Pertanto, il PSOE deve optare per un valore sicuro. Non può permettersi esperimenti. Bisogna scegliere un candidato noto (che le elezioni si svolgano prima della fine dell'anno o meno, non c'è tempo perché un novellino possa acquisire esperienza e finire per avere un impatto sull'opinione pubblica). Il nuovo leader deve fornire un bacino di voti solido e consolidato che garantisca al PSOE di non perdere fin dall’inizio un terreno di circa quattro milioni di voti. Detto questo, il candidato dovrebbe sumar qualche valore aggiunto aggiuntivo tra quelli che, oggi, possono mobilitare una parte, per quanto piccola, dell’elettorato: un’esca che attira alcuni senza spaventare altri. Il candidato, ad esempio, potrebbe essere portatore di handicap, oppure essere donna, oppure avere un accento meridionale, oltre ad avere una carriera politica già avviata. Naturalmente non si può superare i cinquant'anni (preferibilmente bisogna avere meno di quaranta). Più caratteristiche come queste, che oggi possono essere socialmente apprezzate, forniscono un vantaggio, meglio è: il candidato deve combinare il dolcemente nuovo con il coerente.

Quella persona esiste e in realtà ce n'è solo una.
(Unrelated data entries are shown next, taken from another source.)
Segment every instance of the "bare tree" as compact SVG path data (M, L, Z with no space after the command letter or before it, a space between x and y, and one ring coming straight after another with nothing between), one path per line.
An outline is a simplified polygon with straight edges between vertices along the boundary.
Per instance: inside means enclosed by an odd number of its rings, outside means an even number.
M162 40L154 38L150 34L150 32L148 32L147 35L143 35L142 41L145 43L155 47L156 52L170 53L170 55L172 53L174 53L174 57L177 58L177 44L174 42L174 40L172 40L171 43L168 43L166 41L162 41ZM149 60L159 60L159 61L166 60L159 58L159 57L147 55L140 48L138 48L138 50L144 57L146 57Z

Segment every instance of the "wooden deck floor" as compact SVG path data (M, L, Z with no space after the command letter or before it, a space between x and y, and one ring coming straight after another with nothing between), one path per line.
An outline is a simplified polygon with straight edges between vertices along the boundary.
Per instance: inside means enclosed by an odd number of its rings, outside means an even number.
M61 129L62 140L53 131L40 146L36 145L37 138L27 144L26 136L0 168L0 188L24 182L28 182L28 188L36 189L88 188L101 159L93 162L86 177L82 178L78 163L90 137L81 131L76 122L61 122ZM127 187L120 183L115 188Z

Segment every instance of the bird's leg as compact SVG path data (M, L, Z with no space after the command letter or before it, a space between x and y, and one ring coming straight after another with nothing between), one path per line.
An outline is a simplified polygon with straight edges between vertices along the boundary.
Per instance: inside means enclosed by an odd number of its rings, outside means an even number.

Il fatto che Susana Díaz non piaccia a certi settori, raffinati o squisiti, è un po' più a suo favore. Ripugna anche il fatto che ciò ripugna al cuore più di sinistra della Spagna, impersonato ormai da metà dell’elettorato di Podemos. L'ossessione del PSOE per Podemos gli è quasi costata la sopravvivenza, ed è per questo che è giunto il momento che il partito si concentri su se stesso e sui propri valori, che piaccia o no a chi lo circonda. Solo così potrà recuperare terreno. Poi, con la bisaccia nuovamente piena di sette o otto milioni di elettori, potrà negoziare con i terzi dall’unica posizione dalla quale il PSOE lo ha sempre fatto: l’egemonia. Ma, nel frattempo, il Partito Socialista ha bisogno di un certo auto-assorbimento, di ritirarsi nella sua essenza, integrandolo con alcune novità che possono essere meramente cosmetiche ma che saranno attraenti per un elettore medio che non è troppo politicizzato o interessato: un elettore chi vuole novità ma non profondità. . Questo elettore esige un leader nuovo e facilmente riconoscibile, un tono diverso e concreto, un discorso chiaro e forte che ritorni a quello che era il Partito socialista e lasci le forme morbide di Sánchez in un angolo finché non potranno essere recuperate in seguito. negoziare, ma sempre da una posizione di forza e superiorità.

Il candidato che riesce a realizzare tutto questo ha un solo nome e sappiamo tutti qual è. Sono già in ritardo.